L’azienda ha dunque assunto questa nuova forma giuridica, che è prevista in Italia dal 2016, e che può essere attribuita a imprese che perseguono il doppio scopo di avere un impatto positivo sulla società e sulla biosfera. «Essere una società benefit – prosegue l’imprenditrice – ha delle forti implicazioni sulla vita aziendale. A partire dal cambio dello statuto, nel quale devono essere specificati gli obiettivi di beneficio comuni che riguardano non solo l’azienda ma anche clienti, fornitori, materiali utilizzati e così via. E ogni anno si deve redigere una relazione d’impatto per verificare che gli obiettivi prefissati siano seguiti».

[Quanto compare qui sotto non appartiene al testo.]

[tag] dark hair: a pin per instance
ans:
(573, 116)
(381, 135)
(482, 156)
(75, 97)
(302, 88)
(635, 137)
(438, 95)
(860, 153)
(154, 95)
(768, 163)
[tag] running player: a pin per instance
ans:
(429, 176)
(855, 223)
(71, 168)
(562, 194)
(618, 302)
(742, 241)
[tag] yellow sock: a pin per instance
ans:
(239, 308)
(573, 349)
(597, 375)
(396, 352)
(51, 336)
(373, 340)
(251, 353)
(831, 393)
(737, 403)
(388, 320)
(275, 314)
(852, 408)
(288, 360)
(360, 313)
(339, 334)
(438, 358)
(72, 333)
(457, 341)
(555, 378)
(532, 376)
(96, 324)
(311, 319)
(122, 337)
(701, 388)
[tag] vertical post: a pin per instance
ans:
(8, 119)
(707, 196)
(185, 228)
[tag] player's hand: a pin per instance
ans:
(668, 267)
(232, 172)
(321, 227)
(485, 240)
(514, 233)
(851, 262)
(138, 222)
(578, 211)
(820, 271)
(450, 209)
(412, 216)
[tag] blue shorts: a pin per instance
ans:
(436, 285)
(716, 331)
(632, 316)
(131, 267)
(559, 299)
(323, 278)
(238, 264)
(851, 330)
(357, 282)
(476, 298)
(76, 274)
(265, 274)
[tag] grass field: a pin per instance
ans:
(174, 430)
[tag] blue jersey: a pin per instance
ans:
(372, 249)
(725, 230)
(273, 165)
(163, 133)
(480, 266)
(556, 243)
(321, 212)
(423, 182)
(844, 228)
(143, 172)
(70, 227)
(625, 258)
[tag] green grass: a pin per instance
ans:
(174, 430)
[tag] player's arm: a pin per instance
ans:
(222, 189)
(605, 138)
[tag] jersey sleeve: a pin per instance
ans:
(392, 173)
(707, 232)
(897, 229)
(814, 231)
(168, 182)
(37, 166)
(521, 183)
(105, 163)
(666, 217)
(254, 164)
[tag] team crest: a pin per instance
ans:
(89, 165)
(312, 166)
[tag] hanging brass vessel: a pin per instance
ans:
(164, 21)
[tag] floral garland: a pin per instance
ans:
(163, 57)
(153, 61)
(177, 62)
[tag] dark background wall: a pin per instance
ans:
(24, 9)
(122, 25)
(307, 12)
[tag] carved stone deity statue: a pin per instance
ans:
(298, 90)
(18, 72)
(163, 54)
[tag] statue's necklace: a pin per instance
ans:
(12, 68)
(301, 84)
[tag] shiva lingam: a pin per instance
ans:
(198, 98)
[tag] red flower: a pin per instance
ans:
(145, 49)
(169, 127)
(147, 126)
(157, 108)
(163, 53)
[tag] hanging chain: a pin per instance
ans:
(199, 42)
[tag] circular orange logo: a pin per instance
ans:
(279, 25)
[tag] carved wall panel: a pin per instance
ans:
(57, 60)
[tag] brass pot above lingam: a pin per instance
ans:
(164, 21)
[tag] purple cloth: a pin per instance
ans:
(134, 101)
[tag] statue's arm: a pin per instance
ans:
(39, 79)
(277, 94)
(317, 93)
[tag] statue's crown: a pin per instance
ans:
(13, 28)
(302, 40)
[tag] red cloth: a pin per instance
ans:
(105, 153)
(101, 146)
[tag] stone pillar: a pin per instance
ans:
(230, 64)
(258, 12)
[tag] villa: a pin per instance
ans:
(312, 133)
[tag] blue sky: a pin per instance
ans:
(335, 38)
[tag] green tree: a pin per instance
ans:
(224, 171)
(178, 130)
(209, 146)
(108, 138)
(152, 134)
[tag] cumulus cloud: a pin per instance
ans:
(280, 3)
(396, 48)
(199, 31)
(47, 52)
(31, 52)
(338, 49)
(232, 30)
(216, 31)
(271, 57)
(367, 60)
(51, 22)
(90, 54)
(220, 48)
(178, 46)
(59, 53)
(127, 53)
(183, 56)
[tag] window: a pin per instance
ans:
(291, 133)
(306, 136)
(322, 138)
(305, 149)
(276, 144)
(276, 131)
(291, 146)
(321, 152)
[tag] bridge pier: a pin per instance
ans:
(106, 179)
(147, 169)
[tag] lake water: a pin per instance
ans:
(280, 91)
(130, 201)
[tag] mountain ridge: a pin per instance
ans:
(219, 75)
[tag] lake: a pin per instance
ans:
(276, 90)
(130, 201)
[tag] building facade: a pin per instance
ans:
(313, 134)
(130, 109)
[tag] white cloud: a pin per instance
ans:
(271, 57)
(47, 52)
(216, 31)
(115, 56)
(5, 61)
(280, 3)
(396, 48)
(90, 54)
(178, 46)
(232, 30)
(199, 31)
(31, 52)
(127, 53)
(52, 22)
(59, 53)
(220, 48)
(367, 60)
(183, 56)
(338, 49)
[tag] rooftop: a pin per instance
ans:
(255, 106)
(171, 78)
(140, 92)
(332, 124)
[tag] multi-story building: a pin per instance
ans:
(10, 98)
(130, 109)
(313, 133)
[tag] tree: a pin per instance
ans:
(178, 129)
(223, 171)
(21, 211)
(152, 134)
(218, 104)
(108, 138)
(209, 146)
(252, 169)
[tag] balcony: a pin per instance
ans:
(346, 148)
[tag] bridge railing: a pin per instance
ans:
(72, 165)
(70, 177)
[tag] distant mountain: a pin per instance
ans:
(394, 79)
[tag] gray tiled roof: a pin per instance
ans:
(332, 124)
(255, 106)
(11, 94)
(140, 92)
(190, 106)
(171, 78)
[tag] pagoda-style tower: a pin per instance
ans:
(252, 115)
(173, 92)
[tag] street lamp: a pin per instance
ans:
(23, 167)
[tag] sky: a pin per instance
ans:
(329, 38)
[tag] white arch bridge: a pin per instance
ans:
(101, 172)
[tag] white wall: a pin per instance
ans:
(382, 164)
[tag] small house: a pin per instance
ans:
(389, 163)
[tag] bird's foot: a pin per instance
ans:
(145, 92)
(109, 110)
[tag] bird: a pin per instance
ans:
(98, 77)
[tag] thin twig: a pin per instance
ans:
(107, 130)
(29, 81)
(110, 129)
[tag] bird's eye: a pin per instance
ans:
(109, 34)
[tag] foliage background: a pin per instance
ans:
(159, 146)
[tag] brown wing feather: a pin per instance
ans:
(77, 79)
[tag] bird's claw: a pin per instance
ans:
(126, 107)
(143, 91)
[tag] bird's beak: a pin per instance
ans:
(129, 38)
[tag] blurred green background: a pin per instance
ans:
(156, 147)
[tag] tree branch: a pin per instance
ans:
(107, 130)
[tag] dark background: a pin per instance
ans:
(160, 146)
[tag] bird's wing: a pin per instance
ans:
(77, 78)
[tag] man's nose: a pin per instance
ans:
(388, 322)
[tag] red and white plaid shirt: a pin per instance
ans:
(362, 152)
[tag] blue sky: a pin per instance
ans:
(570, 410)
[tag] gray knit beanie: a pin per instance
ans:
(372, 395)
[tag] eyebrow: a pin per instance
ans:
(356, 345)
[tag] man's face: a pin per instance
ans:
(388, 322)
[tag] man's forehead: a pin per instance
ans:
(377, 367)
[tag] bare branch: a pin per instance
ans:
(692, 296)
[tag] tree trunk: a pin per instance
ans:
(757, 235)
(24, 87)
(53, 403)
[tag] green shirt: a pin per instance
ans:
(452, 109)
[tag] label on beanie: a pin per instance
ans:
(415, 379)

Il percorso per arrivare a essere una società benefit, peraltro, ha avuto una tappa precedente. Nel 2014, infatti, sottolinea Claudia Carli, «l’impegno sui temi della sostenibilità ha portato l’azienda a essere la prima realtà produttiva italiana certificata B corporation. Una benefit corporation è un’azienda che, volontariamente, rispetta rigorosi standard sociali ed ambientali». La certificazione B corp, nata negli Usa e rilasciata dall’ente no profit B Lab, «prevede – dice Carli – un protocollo di valutazione (in origine ripetuto biennalmente e oggi triennale, ndr) che analizza le performance economiche, sociali e ambientali delle imprese. Alla fine viene dato un punteggio che non deve essere inferiore a 80. Nel 2014 abbiamo ottenuto 90; nel 2016 siamo saliti al 97 e ora stiamo aspettando il punteggio della valutazione 2020».

Il cammino di sostenibilità della Fratelli Carli, su cui vigila un comitato aziendale ad hoc, aggiunge l’imprenditrice, «tocca l’intera filiera produttiva, coinvolge fornitori, partner e dipendenti. Per questi ultimi, tra l’altro, abbiamo messo a punto da tre anni un sistema di welfare con servizi e prestazioni sanitarie, rimborsi e agevolazioni di vario tipo». Ma nella sostenibilità rientrano anche la sicurezza (la fabbrica d’Imperia è stata resa antisisimica quattro anni fa, con un intervento da 1,5 milioni) e la cultura. Il Museo dell’olivo, creato in una palazzina liberty, antica sede dell’azienda, è oggi la prima attrazione turistico-culturale di Imperia, con oltre 25mila visitatori l’anno.